There have been various themes to today’s debate. As the noble Baroness, Lady Grender, said, it is a bit like Groundhog Day. We have had a number of statutory instrument debates on this subject; we have also had a regret Motion. The themes have been similar—not surprisingly —but the numbers are growing, and that is not surprising either.

Before I come to that, I want to pick up a point made by the noble Lords, Lord Balfe and Lord Cormack, about possible procedural changes so that we are not in the position we are in now where we are debating measures that have already come into place and which will expire fairly shortly. I was interested in the proposal made by the noble Lord, Lord Cormack, that some sort of Grand Committee should be set up where these matters could possibly be debated and voted on in good time.

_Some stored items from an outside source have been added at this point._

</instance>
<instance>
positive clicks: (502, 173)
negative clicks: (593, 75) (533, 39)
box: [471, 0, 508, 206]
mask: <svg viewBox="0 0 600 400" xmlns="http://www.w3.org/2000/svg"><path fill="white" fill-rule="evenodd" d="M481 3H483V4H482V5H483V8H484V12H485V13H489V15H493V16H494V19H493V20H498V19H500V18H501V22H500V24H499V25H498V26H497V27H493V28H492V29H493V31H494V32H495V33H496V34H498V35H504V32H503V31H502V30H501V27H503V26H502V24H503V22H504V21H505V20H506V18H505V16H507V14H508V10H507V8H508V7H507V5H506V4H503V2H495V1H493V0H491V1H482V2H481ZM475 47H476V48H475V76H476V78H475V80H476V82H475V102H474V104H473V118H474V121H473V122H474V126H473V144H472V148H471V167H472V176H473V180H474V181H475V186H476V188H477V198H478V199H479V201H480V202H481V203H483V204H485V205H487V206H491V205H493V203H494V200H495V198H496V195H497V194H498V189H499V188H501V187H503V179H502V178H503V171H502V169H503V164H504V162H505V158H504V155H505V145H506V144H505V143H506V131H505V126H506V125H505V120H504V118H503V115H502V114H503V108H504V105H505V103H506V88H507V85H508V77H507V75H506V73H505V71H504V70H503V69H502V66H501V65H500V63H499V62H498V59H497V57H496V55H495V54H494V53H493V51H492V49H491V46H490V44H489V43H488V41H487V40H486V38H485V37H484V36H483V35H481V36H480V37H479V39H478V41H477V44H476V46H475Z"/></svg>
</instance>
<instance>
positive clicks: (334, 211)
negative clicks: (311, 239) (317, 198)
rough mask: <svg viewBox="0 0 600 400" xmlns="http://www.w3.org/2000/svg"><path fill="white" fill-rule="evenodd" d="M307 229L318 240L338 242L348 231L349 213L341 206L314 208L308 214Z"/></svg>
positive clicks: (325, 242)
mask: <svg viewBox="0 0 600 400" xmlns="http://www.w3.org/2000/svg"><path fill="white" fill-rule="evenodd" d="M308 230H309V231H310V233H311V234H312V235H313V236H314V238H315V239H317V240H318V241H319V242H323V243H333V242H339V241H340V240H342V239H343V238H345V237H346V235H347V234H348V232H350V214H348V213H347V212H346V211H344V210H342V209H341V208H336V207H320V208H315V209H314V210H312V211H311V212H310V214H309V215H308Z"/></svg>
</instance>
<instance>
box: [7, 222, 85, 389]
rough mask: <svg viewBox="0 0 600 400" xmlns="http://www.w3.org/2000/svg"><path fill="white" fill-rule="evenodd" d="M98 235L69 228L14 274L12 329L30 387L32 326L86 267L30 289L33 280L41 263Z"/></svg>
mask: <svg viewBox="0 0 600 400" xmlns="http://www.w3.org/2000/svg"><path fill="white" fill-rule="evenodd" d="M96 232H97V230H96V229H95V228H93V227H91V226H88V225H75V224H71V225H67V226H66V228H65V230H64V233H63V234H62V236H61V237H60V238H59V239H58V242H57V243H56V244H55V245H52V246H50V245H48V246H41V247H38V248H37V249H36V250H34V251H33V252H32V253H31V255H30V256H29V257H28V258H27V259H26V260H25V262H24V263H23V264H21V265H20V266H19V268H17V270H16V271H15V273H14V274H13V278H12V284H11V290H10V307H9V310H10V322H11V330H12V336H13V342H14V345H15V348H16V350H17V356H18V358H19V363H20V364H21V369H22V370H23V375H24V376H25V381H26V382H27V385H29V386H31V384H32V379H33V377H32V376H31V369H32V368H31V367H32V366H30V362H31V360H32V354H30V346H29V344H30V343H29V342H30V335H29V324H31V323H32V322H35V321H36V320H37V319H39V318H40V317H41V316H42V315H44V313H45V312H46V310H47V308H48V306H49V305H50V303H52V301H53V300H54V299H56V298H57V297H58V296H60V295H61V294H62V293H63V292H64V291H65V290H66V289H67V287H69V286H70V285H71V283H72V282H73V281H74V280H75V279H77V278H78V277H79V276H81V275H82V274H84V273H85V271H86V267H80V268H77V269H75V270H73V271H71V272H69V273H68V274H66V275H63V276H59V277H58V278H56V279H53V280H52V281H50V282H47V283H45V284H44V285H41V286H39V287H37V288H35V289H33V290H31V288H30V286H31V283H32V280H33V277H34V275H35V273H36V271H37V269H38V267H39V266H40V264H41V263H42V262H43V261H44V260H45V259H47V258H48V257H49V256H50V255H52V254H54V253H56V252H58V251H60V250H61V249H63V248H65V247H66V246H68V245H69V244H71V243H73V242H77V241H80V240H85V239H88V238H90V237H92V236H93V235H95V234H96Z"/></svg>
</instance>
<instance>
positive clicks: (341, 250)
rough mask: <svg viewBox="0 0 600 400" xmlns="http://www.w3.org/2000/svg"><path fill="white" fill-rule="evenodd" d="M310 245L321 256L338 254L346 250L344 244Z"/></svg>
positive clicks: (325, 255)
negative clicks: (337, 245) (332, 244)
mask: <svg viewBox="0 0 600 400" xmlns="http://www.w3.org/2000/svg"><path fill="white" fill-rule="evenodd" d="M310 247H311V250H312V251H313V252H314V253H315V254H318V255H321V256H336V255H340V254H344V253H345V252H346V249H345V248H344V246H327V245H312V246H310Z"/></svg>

The themes of this debate have focused on urging the Government to come up with some sort of long-term plan to get round this mounting debt problem. We have all received the same briefings from Generation Rent, Citizens Advice and the National Landlords Association. The figures have been quoted by a number of noble Lords. The central point, which all noble Lords have made, is the need for a plan to get out of this problem, whether by low-interest loans or giving people who are in debt money. There are different solutions, and I understand that there are pros and cons to each solution. What I would like to hear from the Minister is the plan. How are the Government trying to address this issue so that there is a solution and so that, as landlords and tenants emerge from the pandemic, they are not lumbered with a lifetime of debt, which they will find very difficult to get out of? If they have court orders against them, that will make it even more difficult for them.

I do not want to repeat all the numbers that have been quoted, but the central point—on which I hope we will hear something from the Minister—is whether the Government are looking at solutions that have been adopted in other countries in the United Kingdom and whether they are looking at a long-term solution so that we will not come back here again wondering how to find a way out of this massive and mounting debt crisis.